[auto]stitching photo mosaics

Tony Zhao, CS 194-26 Spring 2020

image warping

We'll have to figure out how to warp images and effectively stich them together, with minimal effort beyond taking pictures. For most of this project, we'll be following “Multi-Image Matching using Multi-Scale Oriented Patches” by Brown et al. We'll start with rectification, as this is easy enough being simply finding the homography matrix necessary to map the four corners of the planar object onto the four corners of a axis-aligned image.

Pre-rectification

Rectified

Pre-rectification

Rectified

mosaic

With that under our belt, we start on more complex stiching.
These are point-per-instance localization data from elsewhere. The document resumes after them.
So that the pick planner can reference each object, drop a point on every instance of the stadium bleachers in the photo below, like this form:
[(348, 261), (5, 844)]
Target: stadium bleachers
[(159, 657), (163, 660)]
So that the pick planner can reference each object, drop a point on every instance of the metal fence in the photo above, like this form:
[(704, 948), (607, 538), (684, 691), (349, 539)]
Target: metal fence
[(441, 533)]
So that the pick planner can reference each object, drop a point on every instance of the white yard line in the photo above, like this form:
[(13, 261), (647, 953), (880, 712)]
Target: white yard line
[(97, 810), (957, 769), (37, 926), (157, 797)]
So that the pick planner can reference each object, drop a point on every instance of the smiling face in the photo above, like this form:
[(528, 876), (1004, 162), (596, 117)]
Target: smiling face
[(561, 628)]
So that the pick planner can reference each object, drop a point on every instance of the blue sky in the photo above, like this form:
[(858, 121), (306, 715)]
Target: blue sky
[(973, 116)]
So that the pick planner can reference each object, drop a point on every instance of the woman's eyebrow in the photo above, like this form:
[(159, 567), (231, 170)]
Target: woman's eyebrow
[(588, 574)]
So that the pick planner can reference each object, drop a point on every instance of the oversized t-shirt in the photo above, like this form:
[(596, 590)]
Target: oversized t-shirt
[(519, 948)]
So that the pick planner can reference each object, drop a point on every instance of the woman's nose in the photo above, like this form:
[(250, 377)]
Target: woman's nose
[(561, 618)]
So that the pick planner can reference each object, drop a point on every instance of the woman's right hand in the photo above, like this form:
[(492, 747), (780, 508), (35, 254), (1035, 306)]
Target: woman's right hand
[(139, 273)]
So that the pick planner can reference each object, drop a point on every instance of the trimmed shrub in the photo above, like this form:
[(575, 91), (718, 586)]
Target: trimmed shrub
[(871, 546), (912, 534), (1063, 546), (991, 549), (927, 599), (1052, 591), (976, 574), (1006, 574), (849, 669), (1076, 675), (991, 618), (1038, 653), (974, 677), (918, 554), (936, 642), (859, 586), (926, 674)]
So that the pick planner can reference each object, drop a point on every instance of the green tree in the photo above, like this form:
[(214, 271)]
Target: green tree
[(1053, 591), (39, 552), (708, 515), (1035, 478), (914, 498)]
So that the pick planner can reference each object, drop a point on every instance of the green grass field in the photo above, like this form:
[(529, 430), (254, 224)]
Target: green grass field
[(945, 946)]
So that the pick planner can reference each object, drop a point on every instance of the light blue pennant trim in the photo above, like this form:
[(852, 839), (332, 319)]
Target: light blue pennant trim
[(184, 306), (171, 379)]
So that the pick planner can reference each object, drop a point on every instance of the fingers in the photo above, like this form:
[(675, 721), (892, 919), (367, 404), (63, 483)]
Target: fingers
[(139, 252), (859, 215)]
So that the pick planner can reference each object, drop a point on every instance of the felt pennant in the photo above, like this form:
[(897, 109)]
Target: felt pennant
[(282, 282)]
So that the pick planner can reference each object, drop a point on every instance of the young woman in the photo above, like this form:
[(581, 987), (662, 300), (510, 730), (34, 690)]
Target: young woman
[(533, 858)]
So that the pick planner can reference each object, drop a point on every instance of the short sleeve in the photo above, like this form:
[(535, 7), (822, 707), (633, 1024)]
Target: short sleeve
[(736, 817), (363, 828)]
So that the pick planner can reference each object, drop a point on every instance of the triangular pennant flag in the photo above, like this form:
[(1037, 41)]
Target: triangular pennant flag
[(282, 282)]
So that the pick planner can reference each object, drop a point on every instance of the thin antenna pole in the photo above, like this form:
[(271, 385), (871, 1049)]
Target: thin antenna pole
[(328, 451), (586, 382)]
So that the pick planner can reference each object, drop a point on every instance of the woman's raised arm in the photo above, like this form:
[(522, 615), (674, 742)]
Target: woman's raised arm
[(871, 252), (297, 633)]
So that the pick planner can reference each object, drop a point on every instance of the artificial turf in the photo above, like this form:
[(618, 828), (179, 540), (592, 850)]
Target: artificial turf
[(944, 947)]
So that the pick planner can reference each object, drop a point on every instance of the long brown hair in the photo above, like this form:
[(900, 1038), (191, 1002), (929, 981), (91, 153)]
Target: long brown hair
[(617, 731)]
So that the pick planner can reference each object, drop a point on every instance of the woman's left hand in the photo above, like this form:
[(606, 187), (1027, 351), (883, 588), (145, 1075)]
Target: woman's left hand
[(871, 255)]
We take some pictures, and manually label correspondence points. We use least squares on these pairs of correspondence points to figure out the best homography matrix to warp and create a mosaic.

left

right

mosaic

harris and suppression

While it's seeming to be doing okay with quickly done hand picked correspondence points, it's not a nicest since you have to manually pick those points. Let's try and use automatic correspondence point pickers. Harris points seem promising.

left (harris)

center (harris)

right (harris)

Ok, that's a lot. Let's cut that down a lot more with automatic non-maximum suppresion detailed in the paper. We want to make sure each correspondence point is the strongest in its local area. So for each point, we calculate the minimum distance to a point with a significantly higher energy. We formalize this distance as

$$ r_i = \min_j |x_i - x_j|, s.t. f(x_i) < c_{robust} f(x_j)$$ $$ c_{robust} = 0.9 $$

We select the lowest 300 points to be our new set of correspondence points.

left (anms)

center (anms)

right (anms)

match and ransac

We cut down on the amount noise, but we still have many points that don't necessary correspond to each other. Let's try and sample each point's local neighborhood and compare it to every other point in another image. We expect matching points to have similar local samples. However, we add another constraint that we believe the second nearest neighbor shouldn't look anything like the feature. Therefore the ratio of distances between the closest point and second closest point should be significantly low (< 0.5).

left (feature matching)

center (feature matching)

right (feature matching)

We still have a couple wrong pairs that might ruin our least-squared estimate of the homographies. We remove these with RANSAC.

left (ransac)

center (ransac)

right (ransac)

Finally we have enough accuracy to compute our automatic mosaic.

mosaic

By far the coolest thing is how cleverly simple the algorithms we used are in order to filter points, as opposed to a more abstract and probalistic model such as a neural network.